On 5 June 754, after twenty-five years of ministry, Boniface together with his choral bishop of Utrecht, and fifty companions were killed by the Frisians of Dokkum on the Doorn, fiercely defended by his men, in the fight of ‘arms against arms’ (Vita Bonifatii), as befits the Christians. Uselessly he held over his head ‘the holy book of the gospels’ against the deadly blow.
And in a genuinely Christian manner, in ‘the land of the infidels’ burst ‘at once the swift warriors of future vengeance, well-kept but unsatisfied guests’ (sospites sed indevoti hospites), as the priest Willibald of Mainz wittily puts it, inflicting ‘an annihilating defeat on the pagans who confronted them’. The Frisians fled, ‘were beaten down in a huge mass, and turning their backs they lost their goods, estates and heirs with their lives. But the Christians returned home with the spoils of women, children, servants and handmaids of the idolaters’ (Vita Bonifatii).
Isn’t that a joyful and pious religion? Especially when the Frisian survivors of the plunder, the enslaved women and children terrified by murderers, ‘and by divine punishment’, embraced the faith of the one whom they had killed. Traces of this persist to this day in Fulda.
Of course, this is only a half-truth. The whole truth is told by the priest Willibald at the end of the eight chapter of his Vita (the ninth and last chapter is ‘a later addition’—Rau). The point is that, then, many miracles overflowed there:
Where the sacred corpse had been deposited… divine favours overflowed abundantly. And all who came there, afflicted with the most diverse diseases, found health of body and soul through the intercession of the holy man. So that some, whose bodies were almost completely dead, who were almost exanimate and seemed to be breathing their last breath, regained their former health; others, whose eyes were covered with blindness, recovered their sight, and still others who, imprisoned in the snares of the devil, had their spirits troubled and had lost their reason, obtained the primitive freshness of spirit.

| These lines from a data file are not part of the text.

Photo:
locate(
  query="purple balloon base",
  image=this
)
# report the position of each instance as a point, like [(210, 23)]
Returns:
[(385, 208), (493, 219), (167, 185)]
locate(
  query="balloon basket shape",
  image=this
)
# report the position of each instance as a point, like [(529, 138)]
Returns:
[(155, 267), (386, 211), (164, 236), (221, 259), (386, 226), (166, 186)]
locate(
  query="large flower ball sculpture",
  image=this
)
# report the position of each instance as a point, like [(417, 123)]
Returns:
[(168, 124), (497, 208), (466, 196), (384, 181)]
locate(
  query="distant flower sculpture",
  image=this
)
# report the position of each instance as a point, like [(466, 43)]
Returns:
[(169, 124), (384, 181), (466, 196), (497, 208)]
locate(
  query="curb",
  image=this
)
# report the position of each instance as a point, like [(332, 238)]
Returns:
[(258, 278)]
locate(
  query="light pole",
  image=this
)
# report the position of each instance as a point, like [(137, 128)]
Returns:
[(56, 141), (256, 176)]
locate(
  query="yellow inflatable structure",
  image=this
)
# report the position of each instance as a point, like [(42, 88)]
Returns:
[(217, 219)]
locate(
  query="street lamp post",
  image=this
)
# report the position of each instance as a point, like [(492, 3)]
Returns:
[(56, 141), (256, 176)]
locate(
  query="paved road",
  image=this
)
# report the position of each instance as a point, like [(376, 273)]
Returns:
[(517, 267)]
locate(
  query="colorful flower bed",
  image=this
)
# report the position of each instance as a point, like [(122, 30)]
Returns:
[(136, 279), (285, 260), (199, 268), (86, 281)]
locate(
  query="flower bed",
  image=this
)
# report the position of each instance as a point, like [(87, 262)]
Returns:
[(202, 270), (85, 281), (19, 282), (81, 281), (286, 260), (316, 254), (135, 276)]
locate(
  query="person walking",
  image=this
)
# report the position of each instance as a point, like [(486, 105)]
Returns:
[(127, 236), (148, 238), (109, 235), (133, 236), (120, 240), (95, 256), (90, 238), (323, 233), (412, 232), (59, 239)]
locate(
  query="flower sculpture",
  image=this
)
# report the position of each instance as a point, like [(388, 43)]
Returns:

And all this thanks to ‘the champion in the race of the spirit’. And, as is to be expected and as Willibald’s work concludes, ‘through the Lord, to whom be glory and honour for an eternity of eternities. Amen’.
Unfortunately, we haven’t finished with Christianity. On the contrary, by now it is developing more and more magnificently. While Boniface committed to the popes, the popes made a commitment for themselves. And for them the most important factors of power were still, above all, the Byzantines and the Longobards.